The dice and the pendulum are the same in principle. The
mathematics is slightly different for a discrete distribution
(dice spots) versus a continuous distribution (pendulum period)
... but only slightly. And you can simplify things by making
the pendulum measurement discrete: It might make a lot of
sense to measure the period with a digital stopwatch. The
data might look like:
x_1 = 1.235 (seconds)
x_2 = 1.244
x_3 = 1.253
x_4 = 1.238

Each observation is discrete. It is just as digital as the
number of spots on the dice. The same goes for measuring
the length: by the time you have written down the observed
length as a decimal number (or as a multiple of 1/16th of an
inch) it is a discrete observation. This is true whether or
not you think the underlying physical time and distance are
quantized.

If you managed to compute the time/sqrt(distance) ratio using
an analog computer, we would need to have a different conversation,
but I doubt that is relevant to the question that was asked.

Also notice that in my data tabulated above, the scatter is
huge compared to the quantization error, so the details of
how the quantization was done don't matter. This is how it
should be. The rule is, use plenty of guard digits. This
is just one of the ways in which the usual "significant figures"
rules are profoundly pernicious: They /require/ you to keep
rounding off until roundoff error is the dominant contribution
to the uncertainty ... whereas in a well-designed experiment
and/or calculation, roundoff error is never the dominant
contribution.
http://www.av8n.com/physics/uncertainty.htm

Is there a _simple_ measure that you'd suggest for characterizing the
overlap of the distributions? I can get them as far as conceptually
'getting' that distributions that don't overlap aren't likely the
same, and those with significant overlap are, but I haven't yet found
a _simple_ measure that will allow them to compare (at least, not one
that I'm super happy with: I've had them look for overlap within 1
sigma of the mean, which was easy to do, but not necessarily on good
footing. ...or maybe it is? C onceptually, I'm OK with it, but I'd
like a comparison measure without doing T tests or similar).

If you don't want to use a mathematical test _or even if you do_
you should treat the pendulum as a multi-dimensional statistical
problem. As always, the first step should be to look at the data.
Here is a plot of some Monte Carlo data:
http://www.av8n.com/physics/img48/pendulum-model.png

You see there is some scatter in the observations of the length,
and some scatter in the observations of the period. There is
also a model (shown in red) that tells us the theoretical
relationship of period versus length. The real question IMHO
is how well the data fits the model. More precisely, the
question is whether
a) the data fits the model /within the scatter/ which
means there is no sign of systematic error, or
b) there is evidence for some systematic error.
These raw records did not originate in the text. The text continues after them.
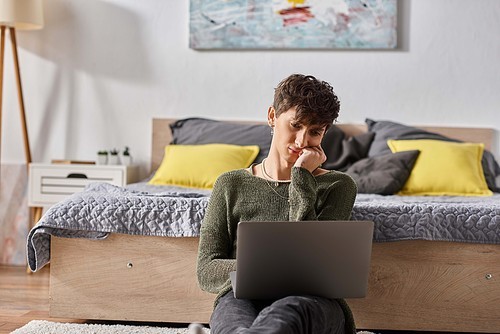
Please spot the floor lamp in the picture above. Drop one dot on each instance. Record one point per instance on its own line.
(21, 15)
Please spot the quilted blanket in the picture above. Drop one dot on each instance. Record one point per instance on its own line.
(147, 210)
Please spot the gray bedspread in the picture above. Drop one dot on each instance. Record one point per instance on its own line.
(141, 209)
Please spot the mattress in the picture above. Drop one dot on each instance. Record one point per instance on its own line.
(142, 209)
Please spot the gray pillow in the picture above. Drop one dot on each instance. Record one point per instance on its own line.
(385, 130)
(384, 174)
(342, 152)
(191, 131)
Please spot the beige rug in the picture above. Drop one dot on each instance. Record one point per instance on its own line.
(48, 327)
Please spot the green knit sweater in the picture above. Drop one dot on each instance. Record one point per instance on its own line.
(240, 196)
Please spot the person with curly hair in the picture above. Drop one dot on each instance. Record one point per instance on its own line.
(288, 185)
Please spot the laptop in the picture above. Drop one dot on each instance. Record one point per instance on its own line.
(322, 258)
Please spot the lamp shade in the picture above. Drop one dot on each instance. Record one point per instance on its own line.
(21, 14)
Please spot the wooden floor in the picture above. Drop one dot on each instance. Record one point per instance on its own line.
(25, 297)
In the example that I plotted out, it looks like might be some
systematic error. It is unlikely that any systematic error in
the timing would go unnoticed for long, so we suspect there
might be some systematic error in the way the length is being
measured. OTOH there is some chance that there is no systematic
error and the discrepancy we see is just a fluke, and we can't
rule this out without more data; see below (*) for more
on this.

To summarize: sometimes people overlook the basics:

Simplicio: The apparatus isn't working.
Salvatio: Did you try plugging it in?

Simplicio: I don't know how to analyze this data.
Salvatio: Did you try plotting it out and looking at it?

At the not-quite-basic level we have:
Did you try building a Monte Carlo model so you
can see what the data /should/ look like, with
and without systematic error?

My plot does in fact show data from a Monte Carlo model. It
is built using a gnumeric spreadsheet. I can sit there and
repeatedly re-run the simulation by hitting F9. (*) That's
how I know what can be considered a fluke and what can't.
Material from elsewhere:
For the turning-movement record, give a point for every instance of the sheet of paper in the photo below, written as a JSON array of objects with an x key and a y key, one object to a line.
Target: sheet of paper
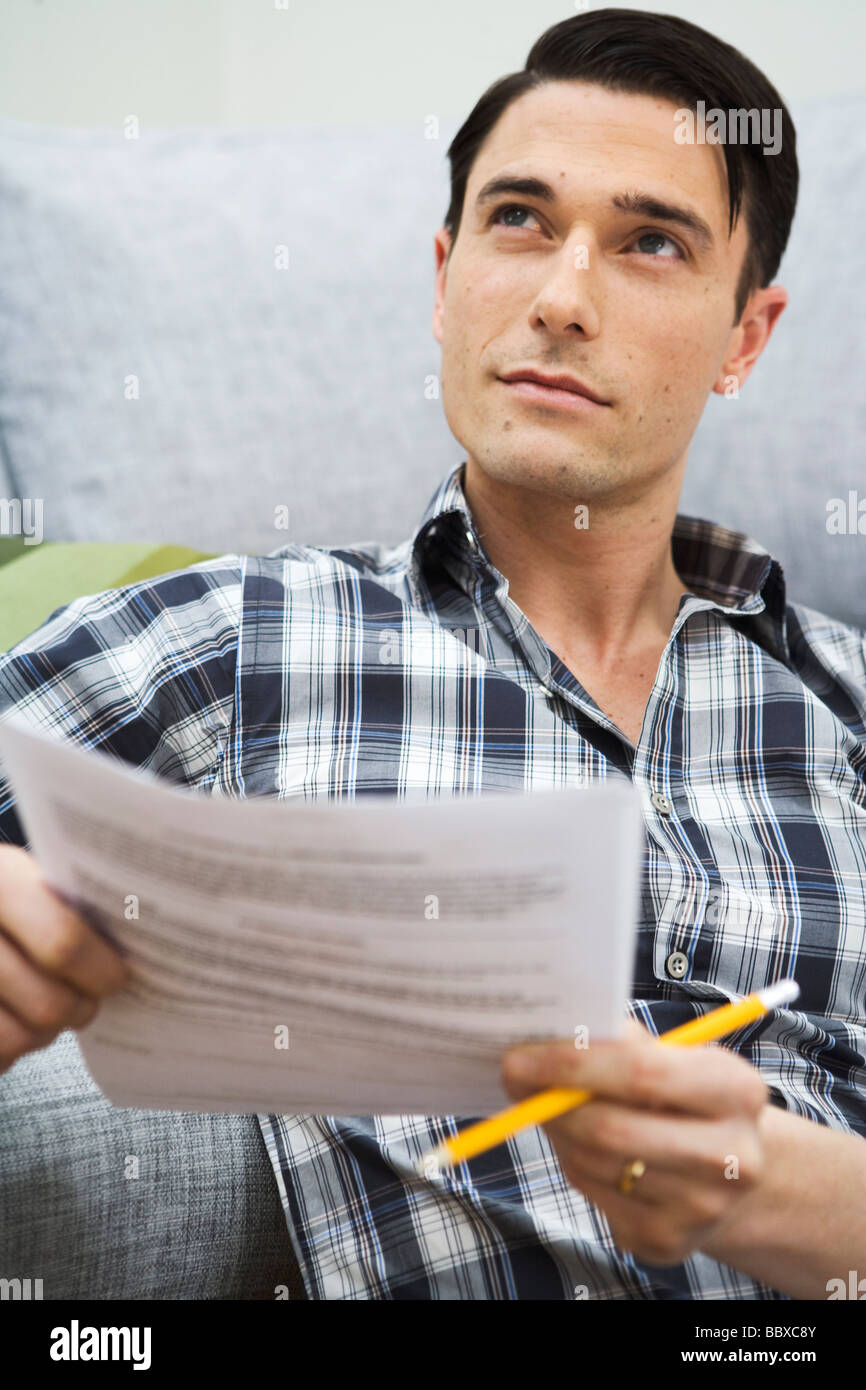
[{"x": 353, "y": 958}]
There's uncertainty in the measurement, as well as uncertainty in the
distribution of the expected value of the measurement

Note that the terminology is ambiguous here. Actually it's
worse than that, because _ambi-_ means two, and there are
more than two interpretations here:
-- The uncertainty of a single observation (which is zero).
-- The scatter, i.e. the empirical width of the /set/ of
observations.
-- The width of the underlying distribution from which the
observations were drawn. This may include contributions
from systematic error, which don't show up in the scatter.
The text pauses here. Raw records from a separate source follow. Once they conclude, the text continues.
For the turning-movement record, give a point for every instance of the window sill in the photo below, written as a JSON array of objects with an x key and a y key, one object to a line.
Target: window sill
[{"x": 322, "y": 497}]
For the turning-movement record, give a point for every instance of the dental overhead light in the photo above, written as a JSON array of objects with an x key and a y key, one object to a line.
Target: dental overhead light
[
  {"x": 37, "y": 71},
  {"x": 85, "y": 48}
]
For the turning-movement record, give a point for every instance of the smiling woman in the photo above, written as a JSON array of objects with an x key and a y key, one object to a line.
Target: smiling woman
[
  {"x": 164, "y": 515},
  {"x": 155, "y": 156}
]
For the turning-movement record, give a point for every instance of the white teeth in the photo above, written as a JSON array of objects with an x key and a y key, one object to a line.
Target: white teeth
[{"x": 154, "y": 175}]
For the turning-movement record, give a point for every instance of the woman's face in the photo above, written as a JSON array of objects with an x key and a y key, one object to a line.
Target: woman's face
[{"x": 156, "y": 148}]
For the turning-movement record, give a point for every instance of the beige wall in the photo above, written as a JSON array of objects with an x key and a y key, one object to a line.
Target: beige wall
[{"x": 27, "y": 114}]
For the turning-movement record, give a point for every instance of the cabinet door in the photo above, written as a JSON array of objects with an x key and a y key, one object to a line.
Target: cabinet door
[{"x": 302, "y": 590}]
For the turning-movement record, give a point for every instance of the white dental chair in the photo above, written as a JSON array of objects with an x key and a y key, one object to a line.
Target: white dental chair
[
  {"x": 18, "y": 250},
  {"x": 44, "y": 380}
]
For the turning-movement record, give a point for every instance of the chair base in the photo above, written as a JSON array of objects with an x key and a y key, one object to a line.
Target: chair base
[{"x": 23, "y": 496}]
As before, I emphasize that there is *no* uncertainty in
any single observation x_i. On the first observation, the
reading on the stopwatch was 1.235 and I am absolutely
certain about that. There will be some scatter in a /set/
of observations, but that is a property of the set, not a
property of any particular element of the set.

=================

The /general/ problem of how to compare two probability
distributions is very tricky. I know about ten schemes for
doing that. None of them are simple. And the choice of
which one to use is very sensitive to the details of what
you are comparing and what you intend to do with the answer.

If at all possible, you are better off reformulating the
question so it doesn't look like a generalized comparison
between two distributions. In the pendulum example, the
reformulated question asks whether there is evidence for
systematic error. This question is nontrivial but not nearly
so bad as the open-ended comparison question.